Par Louis Filiatrault

Le destin a voulu que la figure du cowboy, une fois érigée en mythe, connaisse le triste sort de rarement avoir quoi que ce soit à voir avec les vaches. Le succès commercial du western amena une conception attrayante du cowboy tel que défini par son chapeau, son fusil et sa solitude aventurière, plutôt qu'en tant qu'homme ordinaire gagnant durement son pain en se salissant les mains auprès des troupeaux. D'un côté, l'idéal romantique (et très cinématographique), de l'autre, la plate réalité que le public cherche justement à fuir. Reste à savoir si l'on préfère s'intéresser à des personnages humains ou à des produits de pure fantaisie.

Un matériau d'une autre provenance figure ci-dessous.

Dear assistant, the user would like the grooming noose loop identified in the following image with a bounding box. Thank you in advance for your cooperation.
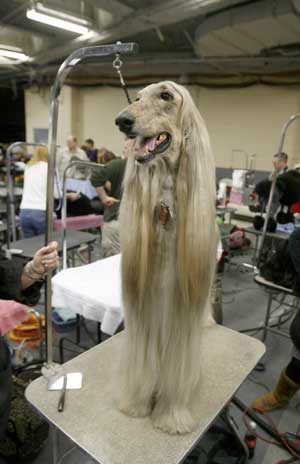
[113,49,132,104]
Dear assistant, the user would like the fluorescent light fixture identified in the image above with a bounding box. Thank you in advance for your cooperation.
[0,48,29,61]
[26,2,89,35]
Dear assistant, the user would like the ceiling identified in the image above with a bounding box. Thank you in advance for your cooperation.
[0,0,300,86]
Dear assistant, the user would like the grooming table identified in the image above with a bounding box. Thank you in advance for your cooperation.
[26,325,265,464]
[10,230,96,259]
[52,255,123,335]
[254,274,298,342]
[54,214,103,234]
[66,178,100,200]
[245,226,291,264]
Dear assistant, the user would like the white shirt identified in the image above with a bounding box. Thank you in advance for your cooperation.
[20,161,61,211]
[20,161,48,211]
[57,147,89,179]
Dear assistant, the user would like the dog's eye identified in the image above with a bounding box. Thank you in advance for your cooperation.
[160,92,173,101]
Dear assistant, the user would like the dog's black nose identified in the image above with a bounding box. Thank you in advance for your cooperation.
[116,111,135,133]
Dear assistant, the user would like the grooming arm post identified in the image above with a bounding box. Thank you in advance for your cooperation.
[61,160,105,269]
[257,114,300,267]
[45,43,138,364]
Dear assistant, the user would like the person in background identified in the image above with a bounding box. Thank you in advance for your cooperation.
[83,139,98,163]
[273,152,289,175]
[57,135,89,180]
[97,147,117,164]
[91,140,133,258]
[20,147,80,238]
[0,242,59,438]
[20,147,48,238]
[252,229,300,412]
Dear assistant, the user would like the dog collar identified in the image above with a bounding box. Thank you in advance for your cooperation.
[157,201,174,230]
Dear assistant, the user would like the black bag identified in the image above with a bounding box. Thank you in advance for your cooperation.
[0,337,11,441]
[183,413,248,464]
[259,240,296,289]
[0,364,49,464]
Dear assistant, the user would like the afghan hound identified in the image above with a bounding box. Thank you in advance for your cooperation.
[116,82,217,433]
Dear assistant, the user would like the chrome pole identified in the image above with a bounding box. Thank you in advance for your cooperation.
[45,43,138,365]
[257,113,300,267]
[61,160,105,269]
[6,142,46,249]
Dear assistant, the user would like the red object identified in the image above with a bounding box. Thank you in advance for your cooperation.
[0,300,29,335]
[245,431,257,459]
[54,214,103,230]
[291,202,300,214]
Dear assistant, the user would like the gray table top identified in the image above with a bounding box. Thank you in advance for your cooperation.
[26,325,265,464]
[0,224,7,232]
[245,227,291,240]
[10,230,96,259]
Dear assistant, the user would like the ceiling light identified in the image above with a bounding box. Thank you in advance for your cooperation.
[26,2,89,35]
[0,48,29,61]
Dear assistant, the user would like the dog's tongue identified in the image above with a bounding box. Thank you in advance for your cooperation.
[135,136,157,156]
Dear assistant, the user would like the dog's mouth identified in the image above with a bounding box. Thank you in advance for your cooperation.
[134,132,172,164]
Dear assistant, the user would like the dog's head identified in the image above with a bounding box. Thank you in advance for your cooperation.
[116,81,194,165]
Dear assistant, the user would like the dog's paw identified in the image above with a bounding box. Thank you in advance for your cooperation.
[204,314,216,327]
[152,407,197,435]
[118,400,151,417]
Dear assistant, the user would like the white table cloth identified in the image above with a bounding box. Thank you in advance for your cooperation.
[52,255,123,335]
[66,178,98,200]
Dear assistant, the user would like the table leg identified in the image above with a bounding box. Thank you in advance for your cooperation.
[262,292,273,342]
[50,425,58,464]
[76,314,81,345]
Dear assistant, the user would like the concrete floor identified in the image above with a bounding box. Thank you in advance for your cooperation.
[19,246,300,464]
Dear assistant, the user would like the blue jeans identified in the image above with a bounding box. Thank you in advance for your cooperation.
[20,209,46,238]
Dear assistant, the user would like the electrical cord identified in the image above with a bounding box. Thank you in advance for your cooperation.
[57,446,77,464]
[232,397,300,462]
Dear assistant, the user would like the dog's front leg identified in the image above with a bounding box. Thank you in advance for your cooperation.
[118,324,156,417]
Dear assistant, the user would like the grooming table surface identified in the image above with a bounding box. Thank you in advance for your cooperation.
[54,214,103,234]
[66,179,97,200]
[26,326,265,464]
[52,255,123,335]
[10,230,96,259]
[245,227,291,240]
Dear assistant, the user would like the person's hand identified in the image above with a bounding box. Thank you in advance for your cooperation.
[0,300,29,335]
[67,192,80,201]
[103,197,120,207]
[32,242,59,274]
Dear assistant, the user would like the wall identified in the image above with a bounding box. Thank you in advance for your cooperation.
[25,86,300,170]
[25,87,76,145]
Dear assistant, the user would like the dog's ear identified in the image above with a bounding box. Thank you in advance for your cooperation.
[176,89,218,307]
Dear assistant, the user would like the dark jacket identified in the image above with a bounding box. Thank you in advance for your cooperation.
[0,255,41,437]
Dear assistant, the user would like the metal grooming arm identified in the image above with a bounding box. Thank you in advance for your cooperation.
[45,43,138,364]
[61,160,105,269]
[6,142,47,249]
[257,114,300,267]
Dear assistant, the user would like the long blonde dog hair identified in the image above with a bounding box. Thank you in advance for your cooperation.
[121,82,216,312]
[120,82,217,433]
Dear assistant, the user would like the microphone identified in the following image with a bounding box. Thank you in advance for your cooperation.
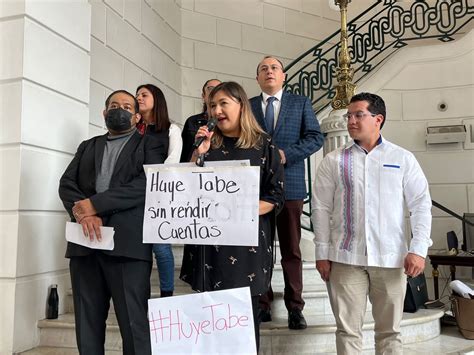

En 1948, Howard Hawks et ses scénaristes, conscients des mérites et attraits respectifs de ces deux archétypes, couchent donc sur pellicule ce qui s'avère peut-être encore la plus grande aventure bovine de tout le cinéma. Le spectateur contemporain saisira peut-être mal l'intérêt d'une telle histoire de bétail, mais qu'il se rassure en se disant que Red River, premier western du réputé réalisateur, se sert principalement de cette trame comme amorce, humanisant ses personnages en les plaçant dans un contexte crédible, et ultimement comme simple prétexte à un récit captivant de tensions interpersonnelles que vient malheureusement diminuer une finale artificielle.

Les premières scènes du film n'annoncent rien de bien extraordinaire. George Dunson (John Wayne), homme au tempérament meneur, quitte son convoi et part établir sa propre entreprise en terre neuve. Les procédés utilisés semblent maladroits: les adieux de Dunson à sa douce sont lourdement mélodramatiques, aucunement aidés par une musique insistante ; une scène nocturne de défense contre les Indiens paraît curieusement gratuite et inutilement violente ; pendant ce temps, le jeu de John Wayne peut uniquement être qualifié d'inégal. La réalisation cadre joliment l'action, mais le rythme est inconfortable, étrangement expéditif et ne permet aucune immersion sous la surface. Nous assistons résolument à une mise en place laborieuse jusqu'à la marque de vingt minutes, moment où survient une brusque ellipse de quinze ans et où surgit, enfin, un Montgomery Clift encore tout jeune. Trois hommes de caractère discutent de la possibilité hautement risquée de la conduite de leur immense troupeau vers le Missouri, et la vraie viande de Red River peut enfin être entamée.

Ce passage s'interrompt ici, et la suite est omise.